Event ID 4625 & 4740
Today we are going to discuss the relationship between Account Lockout Policy, badPwdCount, badPasswordTime, Event ID 4625 and Event ID 4740 in Windows domain environment. In fact, this is one of most important topics when we engage in designing SIEM solutions.
Account Lockout Policy
First of all, we start with the Account Lockout Policy in GPO. The above Policy enforces account lockout (by setting LDAP attribute lockoutTime to CurrentTime) of a user when ALL the following conditions were met:
- The value of badPwdCount is equal to LockoutThreshold (Account lockout threshold). Actually, it is the ONLY rule!
- Continuous failure authentication occurred 3 times (LockoutThreshold) within 30 minutes (ObservationWindow).
- No successful authentication between the failure authentication because successful authentication will reset badPwdCount to 0.
- The password that contributes to failure authentication is NOT N-1 Password (Previous Password) or N-2 Password (password before previous password) if the password history is equal or greater than 2. It is because N-1 Password and N-2 Password will not increment badPwdCount.
P.S. In our observation, N-1 password will never trigger badPwdCount to increment. However, in some case, when you use N-2 Password followed by a wrong password, the badPwdCount may increased by 2.
After 30 minutes (CurrentTime – lockoutTime exceeds the LockoutDuration), PDC emulator will automatically unlock the user account and reset badPwdCount. The value of lockoutTime will reset to 0 ONLY when a successful authentication occurred, and lockoutTime will not change even failure authentication keep occurring during the lockout period. The value of lockoutTime will stay forever if no successful authentication, even the account is actually unlocked. The only exception is built-in local administrator/domain administrator with RID 500 do not follow this rule.
Event ID 4740
So, why do I still see Event ID 4740 (Account Lockout) of a built-in administrator/built-in domain administrator? The reason is built-in administrator is actually locked out, but it is unlocked immediately when a correct password is used to authenticate. In other words, account lockout duration does not affect the built-in administrator/built-in domain administrator. Therefore, we need to carefully consider monitoring password attacks against built-in administrators with a different threshold.
In addition, Event ID 4740 always logged on the domain controller with PDC emulator role. However, sometimes it also logs on other domain controllers as well as PDC emulator. The PDC emulator is actually the final owner of all domain passwords, and it contains the latest password information and account lockout status. Whenever a failure authentication occurs, other domain controllers will consult PDC emulator for the latest password and account lockout status. In this manner, the PDC emulator always knows failure authentication occurred. Microsoft also wrote a test result for other scenario such as PDC emulator is not available here. If you have an SIEM collecting security log of all domain controller, it is possible to locate PDC emulator role by counting the total number of Event ID 4740 from each domain controller.

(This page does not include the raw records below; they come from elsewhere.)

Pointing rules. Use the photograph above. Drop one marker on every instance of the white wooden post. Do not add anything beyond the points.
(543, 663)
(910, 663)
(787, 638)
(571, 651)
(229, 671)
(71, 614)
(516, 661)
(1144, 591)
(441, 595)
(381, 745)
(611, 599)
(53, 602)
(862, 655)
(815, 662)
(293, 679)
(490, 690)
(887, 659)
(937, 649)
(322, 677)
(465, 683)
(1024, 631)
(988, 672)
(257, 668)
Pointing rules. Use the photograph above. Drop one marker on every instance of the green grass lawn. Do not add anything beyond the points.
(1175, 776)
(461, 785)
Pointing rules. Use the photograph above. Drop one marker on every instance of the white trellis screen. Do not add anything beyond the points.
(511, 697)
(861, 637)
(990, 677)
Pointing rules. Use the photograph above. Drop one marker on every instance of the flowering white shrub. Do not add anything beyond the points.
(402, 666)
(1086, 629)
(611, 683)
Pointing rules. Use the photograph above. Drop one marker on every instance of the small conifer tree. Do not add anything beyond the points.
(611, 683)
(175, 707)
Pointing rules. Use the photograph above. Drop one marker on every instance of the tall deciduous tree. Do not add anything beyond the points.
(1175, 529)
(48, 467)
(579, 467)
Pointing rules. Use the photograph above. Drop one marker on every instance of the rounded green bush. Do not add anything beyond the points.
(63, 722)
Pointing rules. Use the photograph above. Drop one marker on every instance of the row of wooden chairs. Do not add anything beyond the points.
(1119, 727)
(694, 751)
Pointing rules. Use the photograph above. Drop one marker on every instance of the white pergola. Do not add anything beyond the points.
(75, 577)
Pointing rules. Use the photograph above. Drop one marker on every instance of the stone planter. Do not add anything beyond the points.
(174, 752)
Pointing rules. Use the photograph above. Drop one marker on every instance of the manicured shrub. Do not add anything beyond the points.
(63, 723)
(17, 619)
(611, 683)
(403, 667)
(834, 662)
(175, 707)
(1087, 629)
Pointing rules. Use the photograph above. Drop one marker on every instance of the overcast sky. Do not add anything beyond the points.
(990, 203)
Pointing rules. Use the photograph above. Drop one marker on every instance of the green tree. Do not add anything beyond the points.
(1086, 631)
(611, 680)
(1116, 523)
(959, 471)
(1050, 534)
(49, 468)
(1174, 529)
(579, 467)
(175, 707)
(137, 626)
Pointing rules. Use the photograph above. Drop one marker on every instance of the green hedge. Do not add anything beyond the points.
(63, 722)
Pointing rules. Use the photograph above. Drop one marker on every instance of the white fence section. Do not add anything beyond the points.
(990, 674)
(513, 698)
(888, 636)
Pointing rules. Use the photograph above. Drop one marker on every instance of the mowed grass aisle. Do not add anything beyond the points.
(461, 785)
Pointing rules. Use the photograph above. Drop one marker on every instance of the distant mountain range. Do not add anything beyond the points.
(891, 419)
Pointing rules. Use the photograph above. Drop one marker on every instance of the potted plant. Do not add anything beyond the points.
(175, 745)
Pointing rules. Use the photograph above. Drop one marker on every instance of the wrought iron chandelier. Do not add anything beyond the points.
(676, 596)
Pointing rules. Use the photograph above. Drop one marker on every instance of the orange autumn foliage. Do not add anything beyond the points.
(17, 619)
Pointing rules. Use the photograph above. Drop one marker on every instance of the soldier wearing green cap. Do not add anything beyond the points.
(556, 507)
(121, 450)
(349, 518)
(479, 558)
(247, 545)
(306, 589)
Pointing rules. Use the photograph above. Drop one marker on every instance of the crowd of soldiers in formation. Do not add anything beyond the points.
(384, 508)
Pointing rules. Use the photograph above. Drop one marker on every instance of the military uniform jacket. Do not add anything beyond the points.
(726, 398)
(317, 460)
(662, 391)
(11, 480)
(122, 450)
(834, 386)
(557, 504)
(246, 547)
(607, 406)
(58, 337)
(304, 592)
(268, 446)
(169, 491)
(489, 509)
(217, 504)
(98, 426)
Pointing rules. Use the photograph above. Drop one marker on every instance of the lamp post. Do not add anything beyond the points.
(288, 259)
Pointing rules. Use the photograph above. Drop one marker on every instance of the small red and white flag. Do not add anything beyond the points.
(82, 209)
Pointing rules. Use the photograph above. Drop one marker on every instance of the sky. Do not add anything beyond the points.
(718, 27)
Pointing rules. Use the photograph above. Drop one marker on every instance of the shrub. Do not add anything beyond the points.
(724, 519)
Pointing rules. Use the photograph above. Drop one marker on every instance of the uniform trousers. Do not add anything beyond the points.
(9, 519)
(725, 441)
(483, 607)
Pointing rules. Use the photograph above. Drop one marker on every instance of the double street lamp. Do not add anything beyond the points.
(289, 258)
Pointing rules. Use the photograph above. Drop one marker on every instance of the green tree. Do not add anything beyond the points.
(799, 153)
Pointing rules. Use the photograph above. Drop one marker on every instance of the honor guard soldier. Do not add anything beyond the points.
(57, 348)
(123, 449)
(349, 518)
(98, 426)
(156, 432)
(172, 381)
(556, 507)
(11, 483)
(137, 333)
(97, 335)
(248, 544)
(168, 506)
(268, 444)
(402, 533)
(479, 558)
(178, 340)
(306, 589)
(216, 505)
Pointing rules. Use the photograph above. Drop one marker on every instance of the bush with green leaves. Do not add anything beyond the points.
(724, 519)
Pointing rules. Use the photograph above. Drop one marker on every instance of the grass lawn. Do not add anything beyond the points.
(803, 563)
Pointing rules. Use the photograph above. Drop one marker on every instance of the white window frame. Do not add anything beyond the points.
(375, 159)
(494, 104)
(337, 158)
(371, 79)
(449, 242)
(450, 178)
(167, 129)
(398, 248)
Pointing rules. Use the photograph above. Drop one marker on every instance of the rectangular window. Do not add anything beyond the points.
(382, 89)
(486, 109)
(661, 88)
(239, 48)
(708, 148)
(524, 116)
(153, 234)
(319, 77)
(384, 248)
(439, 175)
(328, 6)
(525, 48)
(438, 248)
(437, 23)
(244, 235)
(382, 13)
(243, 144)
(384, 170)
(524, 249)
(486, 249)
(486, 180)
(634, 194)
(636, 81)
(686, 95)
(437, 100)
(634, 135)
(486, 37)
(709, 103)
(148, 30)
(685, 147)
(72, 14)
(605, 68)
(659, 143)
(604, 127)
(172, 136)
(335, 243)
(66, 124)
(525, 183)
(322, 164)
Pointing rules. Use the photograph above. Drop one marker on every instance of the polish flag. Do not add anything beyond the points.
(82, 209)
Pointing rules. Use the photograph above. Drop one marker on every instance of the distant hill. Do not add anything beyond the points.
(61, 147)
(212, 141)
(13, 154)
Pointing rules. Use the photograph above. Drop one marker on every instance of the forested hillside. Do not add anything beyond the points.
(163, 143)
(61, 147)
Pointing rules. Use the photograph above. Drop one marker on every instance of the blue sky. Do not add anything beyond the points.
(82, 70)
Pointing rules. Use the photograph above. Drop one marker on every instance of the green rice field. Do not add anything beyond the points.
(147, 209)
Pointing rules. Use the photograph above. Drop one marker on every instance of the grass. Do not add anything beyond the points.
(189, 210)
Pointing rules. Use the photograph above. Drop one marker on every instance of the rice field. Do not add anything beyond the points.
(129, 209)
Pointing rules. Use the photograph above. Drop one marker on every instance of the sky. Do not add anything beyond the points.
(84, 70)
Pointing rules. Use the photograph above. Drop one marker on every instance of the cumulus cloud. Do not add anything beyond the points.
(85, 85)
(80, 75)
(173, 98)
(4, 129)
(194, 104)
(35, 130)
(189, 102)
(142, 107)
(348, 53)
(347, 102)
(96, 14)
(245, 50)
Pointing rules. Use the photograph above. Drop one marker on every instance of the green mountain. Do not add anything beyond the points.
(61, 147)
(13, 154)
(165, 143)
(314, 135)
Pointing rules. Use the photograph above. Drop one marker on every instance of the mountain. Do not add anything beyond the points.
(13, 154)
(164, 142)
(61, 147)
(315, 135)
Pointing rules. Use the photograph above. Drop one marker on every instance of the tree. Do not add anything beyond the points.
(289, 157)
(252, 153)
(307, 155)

Event ID 4625, 4771 & 4776
In a Windows domain environment, if a user inputs the wrong password to authenticate, you will see an Event ID 4625 with Status 0xc000006d and Sub-Status 0xc000006a. Moreover, you will always see Event ID 4771 (Kerberos) with Error code 0x18 OR Event ID 4776 with Error code C000006A accompanied with Event ID 4625. There is a great article here explaining the reason and where the Event ID appears. What we want to point out is that we may see different combinations:
- Only one Event ID 4625 with multiple Event ID 4776
- Only Event ID 4776 without Event ID 4625
- Workstation name is missing in Event ID 4776
For the first scenario, it is likely due to the Windows machine trying to send out ALL the known credentials belonging to the current user before prompting the user. An example for the second scenario is that the user authenticated via a Linux-based squid proxy using NTLM authentication. Event ID 4625 is supposed to be logged on the machine facing the user, which is a squid proxy in this case. Of course, the squid proxy will not log Event ID 4625. It brings out an important rule for security monitoring. Event ID 4776 seems to be low value and does not contain much information, but we cannot remove it from our picture.
Conclusion
From the above information, we may see more than 3 Event ID 4625 within 30 minutes without Event ID 4740. It is most likely due to user enter previous password. So, can we still monitoring if the account lockout policy is effective or the user applied the desired policy ? In general, we use 2 approach to handle this situation:
- Assume the user hits 3 previous password and he/she will remember he/she changed the password. In other words, increase the threshold.
- If you have a domain account, check the Account Lockout Policy using PowerShell script. We have 2 sample scripts available: check_GPO_password_policy.ps1 and GpoInheritanceBlocked.ps1. To use check_GPO_password_policy.ps1, just change the dest_nt_domain variable. GpoInheritanceBlocked.ps1 can be used to audit which GPO block inheritance.